An international collaboration at BESSY II has discovered a new method to inscribe exotic magnetic patterns such as magnetic monopoles into thin ferromagnetic films. Such unconventional orientation of magnetic domains might open a new path for the design of energy efficient data storage. The new materials system consists of regular arrays of superconducting YBaCuO-dots covered with an extremely thin permalloy film. A shortly applied external magnetic field leads to the creation of supercurrents within the superconducting dots. These currents produce a complex magnetic field pattern, which is inscribed into the permalloy film above. The results are published in Advanced Science.

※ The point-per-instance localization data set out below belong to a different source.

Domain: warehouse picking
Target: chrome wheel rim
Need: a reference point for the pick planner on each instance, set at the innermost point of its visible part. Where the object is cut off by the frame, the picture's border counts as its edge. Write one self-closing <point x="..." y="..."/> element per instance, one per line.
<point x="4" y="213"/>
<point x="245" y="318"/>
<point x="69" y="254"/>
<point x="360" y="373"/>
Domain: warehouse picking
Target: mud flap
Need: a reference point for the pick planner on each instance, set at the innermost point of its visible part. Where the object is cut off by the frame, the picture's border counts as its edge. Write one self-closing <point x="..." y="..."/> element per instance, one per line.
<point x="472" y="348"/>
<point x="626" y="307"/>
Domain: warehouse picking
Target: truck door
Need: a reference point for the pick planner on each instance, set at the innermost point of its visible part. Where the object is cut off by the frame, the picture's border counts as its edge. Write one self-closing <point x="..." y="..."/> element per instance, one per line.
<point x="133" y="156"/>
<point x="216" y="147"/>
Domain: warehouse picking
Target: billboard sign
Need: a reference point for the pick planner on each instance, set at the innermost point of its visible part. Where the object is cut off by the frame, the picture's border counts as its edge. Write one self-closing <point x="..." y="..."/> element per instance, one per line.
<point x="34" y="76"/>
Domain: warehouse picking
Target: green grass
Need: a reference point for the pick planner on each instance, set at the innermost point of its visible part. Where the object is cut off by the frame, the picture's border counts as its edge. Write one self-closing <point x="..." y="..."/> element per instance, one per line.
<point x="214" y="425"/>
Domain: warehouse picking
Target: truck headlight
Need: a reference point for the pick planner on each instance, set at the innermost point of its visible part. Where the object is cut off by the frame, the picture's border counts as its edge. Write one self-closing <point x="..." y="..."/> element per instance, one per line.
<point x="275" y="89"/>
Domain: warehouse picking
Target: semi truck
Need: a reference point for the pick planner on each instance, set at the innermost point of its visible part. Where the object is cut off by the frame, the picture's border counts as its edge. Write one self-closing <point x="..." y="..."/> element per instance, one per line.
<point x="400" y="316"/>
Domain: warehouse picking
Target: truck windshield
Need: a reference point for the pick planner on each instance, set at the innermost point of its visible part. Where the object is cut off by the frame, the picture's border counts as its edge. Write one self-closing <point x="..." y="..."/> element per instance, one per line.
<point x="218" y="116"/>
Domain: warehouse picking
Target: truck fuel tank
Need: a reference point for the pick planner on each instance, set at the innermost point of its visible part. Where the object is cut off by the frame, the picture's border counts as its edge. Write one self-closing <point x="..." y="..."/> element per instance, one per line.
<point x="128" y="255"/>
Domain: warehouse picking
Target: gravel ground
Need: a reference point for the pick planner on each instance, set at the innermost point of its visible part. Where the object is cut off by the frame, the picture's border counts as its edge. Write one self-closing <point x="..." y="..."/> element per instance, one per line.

Magnetic patterns such as monopoles or skyrmions (stable vortices) are promising options for fast and energy efficient data storage. However obtaining and manipulating such magnetic structures is not easy. Now, Dr. Sergio Valencia and his colleagues at HZB, in collaboration with the materials science institute of Barcelona, have discovered an interesting new materials system which could do the trick. The samples consisted of regular arrays of superconducting YBaCuO-dots, approximately 20 micrometer in diameter and coming in different geometries. Valencia and his team covered these microstructures with an extremely thin film of ferromagnetic iron-nickel-alloy, a so called permalloy.
Complex magnetic patterns
The experiments were done at low temperatures (50 K), allowing the YBaCuO-dots to be superconducting. To change the magnetic domains inside the permalloy, an external magnetic field, perpendicular to the sample plane, was shortly applied. This external field, not enough to reorient the magnetic domains of permalloy, lead to the creation of a so-called supercurrent within the superconducting dots. Such superconducting currents do persist even after the removal of the external magnetic field and produce themselves a complex magnetic field pattern.
Mapping at BESSY II
It is this magnetic pattern, which does rearrange the magnetic domains of the permalloy film on top. It was possible, to reorient all domains pointing toward or away from a common centre, similar to magnetic monopoles. Valencia and his colleagues were able to map the magnetic domains of the permalloy by means of X-ray photoelectron emissions microscopy (X-PEEM and XMCD) at BESSY II.
Monopoles and skyrmions
Computer simulations reaffirm how such magnetic patterns are created in the permalloy film via the interaction with the superconducting dots. Choosing different geometries and arrangements of dots can produce and control a multitude of exotic magnetic patterns similar to monopoles as well as skyrmions, a type of stable vortex. “I am quite optimistic that it is possible to miniaturise such patterns to facilitate their implementation in magnetic memories, for example. What is more, we even have some ideas on how to stabilise such magnetic structures at room temperature”, Valencia says.